Sindh’s Teaching Licence Programme seeks to raise classroom standards through licensing and assessments. But the article questions how it fits with existing BEd/MEd qualifications and recruitment exams.

Ali Gul Leghari

Ali Gul Leghari

June 19, 2026

The missing balance

A policy with potential, but which could go horribly wrong

The quest to improve educational quality in Sindh has produced numerous reforms over the past two decades. Governments, policymakers, development partners and education experts have sought solutions to address weak learning outcomes, low literacy rates and concerns regarding teaching standards in public schools. Among the latest initiatives is the Teaching Licence Programme, a reform spearheaded by the Sindh Teacher Education Development Authority with the stated objective of professionalising the teaching profession and ensuring that educators possess the knowledge and competencies required for effective classroom instruction.

At first glance, the initiative appears both reasonable and timely. Across many countries, teaching is regarded as a licensed profession like law, medicine and engineering. Professional licensing frameworks are designed to establish minimum standards, strengthen accountability and promote continuous professional development.

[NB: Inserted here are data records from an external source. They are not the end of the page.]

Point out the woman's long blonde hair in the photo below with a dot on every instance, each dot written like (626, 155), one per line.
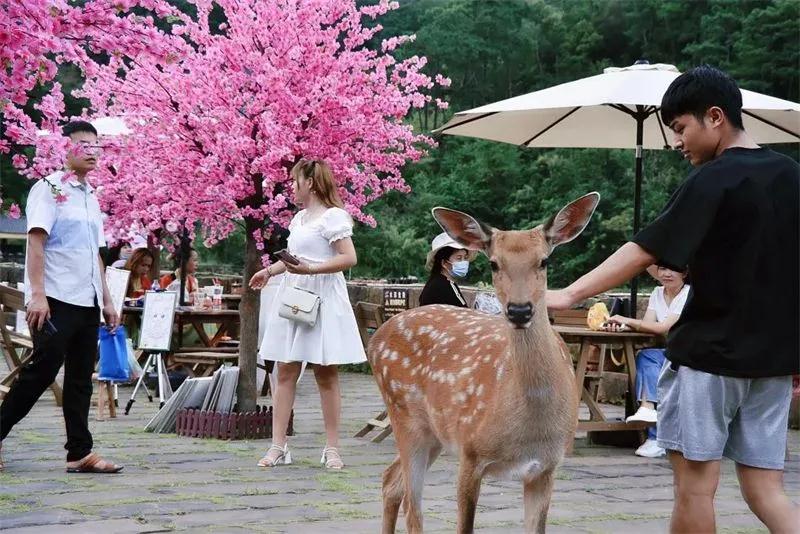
(322, 182)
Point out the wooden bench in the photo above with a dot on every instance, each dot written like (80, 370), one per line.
(369, 317)
(203, 363)
(17, 348)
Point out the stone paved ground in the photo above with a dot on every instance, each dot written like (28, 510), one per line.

Therefore, introducing teaching licences in Sindh reflects a genuine effort to elevate the status of teachers and improve educational outcomes. Under the proposed framework, teachers are to qualify through assessments covering subject knowledge, pedagogical knowledge and teaching demonstrations, with separate licence categories for primary, elementary and secondary education. The licence is expected to play an increasingly important role in recruitment, promotions and professional advancement. Advocates argue it will encourage teachers to continuously improve their skills and ensure only competent educators in classrooms.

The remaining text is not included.